Whether performed by Polnaszek or others, each washing became a potent presentation of Christ’s cleansing power.

“I know that the power isn’t in the foot-washing, but it is in the gospel,” Polnaszek said. “What I’m looking to do is find ways of attracting [people to Christ] by the light of our good works.”

Servant evangelism like that which he modeled in Ghana is a passion for Polnaszek. For several years, he has headed up a ministry called Touched Twice Ministries.

Touched Twice sponsors clinics which help meet the urgent physical needs of inner-city residents. While ministering to material needs, clinic volunteers also touch the needy a second time with the love of Christ and the gospel.

“Whenever we … give our gifts and talents in Christ’s name as a platform for the gospel, the purity of that one-two punch has a dynamic, a power … that allows Scripture to hit the heart straighter,” Polnaszek said. “It makes me weep because of how little I have to give and how much God has given us.”

And through his experiences in Ghana, Polnaszek believes God may be broadening the reach of his ministry from Louisville and other major American cities to the mission fields of the world.

“Touched Twice is home missions at its current stage,” Polnaszek said. “To think that God might be calling our ministry to expand even further, I guess it’s natural to think of Acts 1:8.”

But the scope of his ministry is not the only thing to be changed. Polnaszek’s own spiritual walk was touched again as he ministered to the Ghanaians through the foot washing.

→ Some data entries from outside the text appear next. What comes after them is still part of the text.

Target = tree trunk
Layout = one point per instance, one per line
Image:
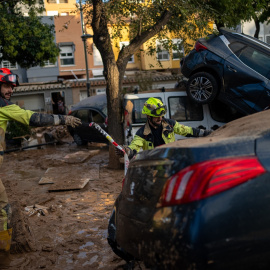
(114, 71)
(115, 126)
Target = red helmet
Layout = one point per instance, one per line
(6, 76)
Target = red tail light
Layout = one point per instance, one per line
(199, 47)
(208, 178)
(123, 182)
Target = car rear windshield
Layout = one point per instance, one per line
(182, 109)
(222, 112)
(134, 108)
(252, 57)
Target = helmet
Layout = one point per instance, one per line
(154, 107)
(6, 76)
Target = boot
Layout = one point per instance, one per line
(5, 240)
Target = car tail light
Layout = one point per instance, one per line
(123, 182)
(199, 47)
(205, 179)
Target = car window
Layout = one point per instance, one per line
(182, 109)
(222, 112)
(83, 115)
(236, 46)
(136, 109)
(97, 118)
(256, 60)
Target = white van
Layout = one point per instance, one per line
(179, 108)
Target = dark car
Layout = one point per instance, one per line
(199, 203)
(91, 109)
(233, 67)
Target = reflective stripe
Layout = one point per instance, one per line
(201, 133)
(4, 220)
(56, 119)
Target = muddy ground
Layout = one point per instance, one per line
(72, 233)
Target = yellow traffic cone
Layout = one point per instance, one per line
(5, 240)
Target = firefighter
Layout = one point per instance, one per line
(158, 130)
(10, 111)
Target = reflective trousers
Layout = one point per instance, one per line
(5, 217)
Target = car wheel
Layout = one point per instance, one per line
(78, 140)
(202, 88)
(112, 241)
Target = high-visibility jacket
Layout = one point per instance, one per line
(10, 111)
(144, 138)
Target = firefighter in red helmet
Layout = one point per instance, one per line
(10, 111)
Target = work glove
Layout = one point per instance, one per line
(206, 132)
(197, 132)
(72, 121)
(120, 153)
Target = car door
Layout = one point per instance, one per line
(82, 130)
(93, 134)
(245, 80)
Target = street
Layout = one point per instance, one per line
(71, 231)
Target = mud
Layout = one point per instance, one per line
(72, 233)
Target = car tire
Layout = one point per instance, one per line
(202, 88)
(112, 240)
(78, 140)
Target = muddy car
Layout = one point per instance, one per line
(199, 203)
(91, 109)
(231, 67)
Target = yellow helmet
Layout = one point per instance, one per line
(154, 107)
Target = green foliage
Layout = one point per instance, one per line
(25, 40)
(16, 129)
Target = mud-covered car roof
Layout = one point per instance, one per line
(98, 102)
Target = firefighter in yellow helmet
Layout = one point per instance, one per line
(158, 130)
(10, 111)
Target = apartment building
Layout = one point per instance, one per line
(66, 78)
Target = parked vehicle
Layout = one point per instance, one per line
(199, 203)
(92, 109)
(180, 108)
(231, 67)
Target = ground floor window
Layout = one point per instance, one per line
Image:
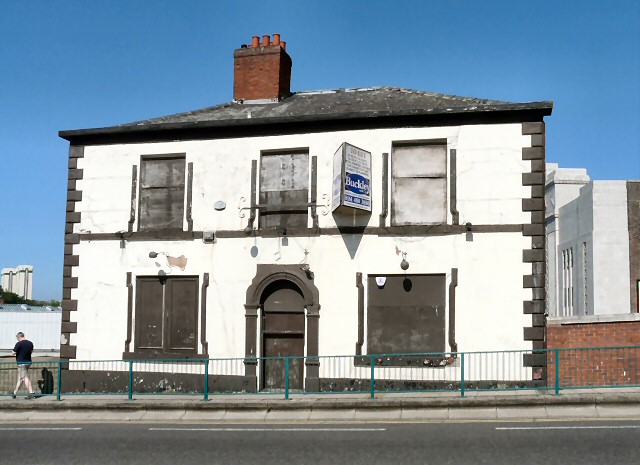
(166, 316)
(406, 314)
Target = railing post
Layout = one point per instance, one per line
(373, 379)
(59, 379)
(462, 374)
(557, 356)
(206, 379)
(286, 379)
(130, 379)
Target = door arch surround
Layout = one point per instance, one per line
(266, 275)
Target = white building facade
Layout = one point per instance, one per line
(215, 233)
(592, 243)
(18, 280)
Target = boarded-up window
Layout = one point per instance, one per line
(162, 193)
(406, 314)
(419, 184)
(166, 315)
(284, 188)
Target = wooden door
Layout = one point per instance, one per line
(283, 327)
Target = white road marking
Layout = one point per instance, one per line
(40, 429)
(337, 430)
(567, 427)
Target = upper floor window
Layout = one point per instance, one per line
(567, 282)
(419, 184)
(162, 189)
(284, 190)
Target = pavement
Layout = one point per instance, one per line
(618, 403)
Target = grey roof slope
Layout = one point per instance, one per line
(324, 105)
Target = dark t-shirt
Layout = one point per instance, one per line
(23, 351)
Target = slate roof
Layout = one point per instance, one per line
(324, 105)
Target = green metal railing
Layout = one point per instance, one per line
(461, 372)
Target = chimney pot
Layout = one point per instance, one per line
(262, 72)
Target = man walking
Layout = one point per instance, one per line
(22, 350)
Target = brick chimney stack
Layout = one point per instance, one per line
(262, 70)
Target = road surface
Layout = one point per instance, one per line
(457, 443)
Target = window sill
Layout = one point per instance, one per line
(162, 356)
(417, 360)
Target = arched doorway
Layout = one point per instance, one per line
(286, 298)
(282, 335)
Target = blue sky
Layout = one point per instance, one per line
(80, 64)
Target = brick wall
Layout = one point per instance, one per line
(585, 359)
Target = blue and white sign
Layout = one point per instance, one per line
(351, 178)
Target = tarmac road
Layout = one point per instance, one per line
(467, 442)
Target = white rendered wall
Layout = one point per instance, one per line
(489, 295)
(561, 187)
(610, 248)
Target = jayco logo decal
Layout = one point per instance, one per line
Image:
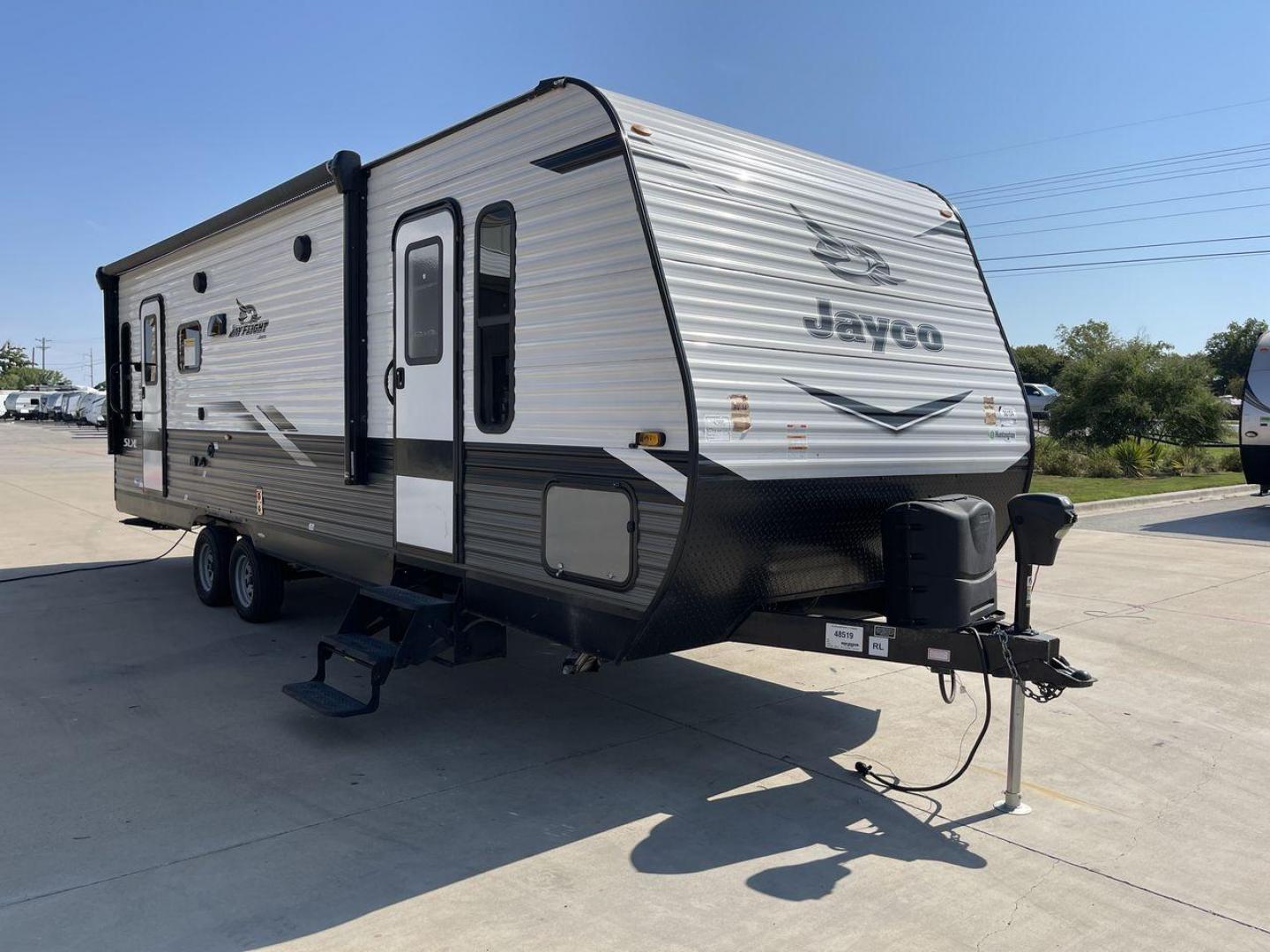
(878, 331)
(249, 322)
(850, 260)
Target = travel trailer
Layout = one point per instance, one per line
(94, 409)
(1255, 420)
(594, 369)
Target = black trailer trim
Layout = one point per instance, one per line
(1001, 329)
(351, 182)
(1035, 655)
(456, 212)
(579, 156)
(303, 184)
(109, 285)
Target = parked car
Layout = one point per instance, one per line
(1039, 398)
(94, 409)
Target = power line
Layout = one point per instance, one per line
(1123, 221)
(1259, 164)
(1111, 170)
(1127, 248)
(1123, 262)
(1085, 132)
(1127, 205)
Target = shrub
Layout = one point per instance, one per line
(1102, 465)
(1134, 458)
(1053, 458)
(1166, 461)
(1229, 461)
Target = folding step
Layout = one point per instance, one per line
(404, 598)
(376, 654)
(419, 628)
(329, 701)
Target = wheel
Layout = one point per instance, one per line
(213, 565)
(256, 583)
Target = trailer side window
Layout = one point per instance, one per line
(496, 317)
(149, 349)
(190, 346)
(423, 302)
(126, 367)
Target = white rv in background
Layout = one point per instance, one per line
(1255, 420)
(580, 365)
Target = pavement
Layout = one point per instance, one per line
(159, 791)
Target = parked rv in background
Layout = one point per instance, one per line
(1255, 423)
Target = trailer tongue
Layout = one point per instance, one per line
(943, 629)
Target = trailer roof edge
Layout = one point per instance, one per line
(329, 173)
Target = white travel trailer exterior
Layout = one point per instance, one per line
(1255, 420)
(602, 371)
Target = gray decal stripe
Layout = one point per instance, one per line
(430, 458)
(893, 420)
(277, 435)
(579, 156)
(277, 419)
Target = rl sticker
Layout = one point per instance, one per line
(843, 637)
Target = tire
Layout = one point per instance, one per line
(213, 565)
(256, 583)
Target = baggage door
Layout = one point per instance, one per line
(153, 381)
(426, 291)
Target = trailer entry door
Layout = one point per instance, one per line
(426, 264)
(153, 456)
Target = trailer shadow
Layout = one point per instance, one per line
(288, 824)
(1246, 524)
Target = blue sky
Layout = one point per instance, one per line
(126, 122)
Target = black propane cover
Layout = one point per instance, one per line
(940, 559)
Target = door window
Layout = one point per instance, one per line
(150, 349)
(423, 302)
(496, 317)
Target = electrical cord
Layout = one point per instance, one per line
(866, 770)
(97, 568)
(949, 695)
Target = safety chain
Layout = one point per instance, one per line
(1044, 693)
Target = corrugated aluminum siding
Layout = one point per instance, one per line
(594, 361)
(729, 212)
(297, 363)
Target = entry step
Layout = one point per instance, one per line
(329, 701)
(403, 598)
(374, 652)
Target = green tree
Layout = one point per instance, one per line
(1136, 390)
(1039, 363)
(1088, 339)
(1231, 351)
(20, 377)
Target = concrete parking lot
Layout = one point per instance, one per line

“It turned out to be God speaking to me directly through his people that he sent me to evangelize,” he said. “In this process I actually felt edified. There was a strange sense of God just ministering to me while I was doing this.

“I really felt like the presence of the Lord was right there. In that moment I was being healed and transformed as well as the gospel being preached.”

The Ghanaian leaders said they hope Polnaszek will return to Africa to teach the lay leaders foot washing and other forms of servant evangelism.

“I pray that this is just the beginning,” Polnaszek said, “and that God is going to be building up an army of evangelists that are going to be going out in … the spirit of servanthood, of thinking of others as better than themselves and of lifting people up to the glory of God.”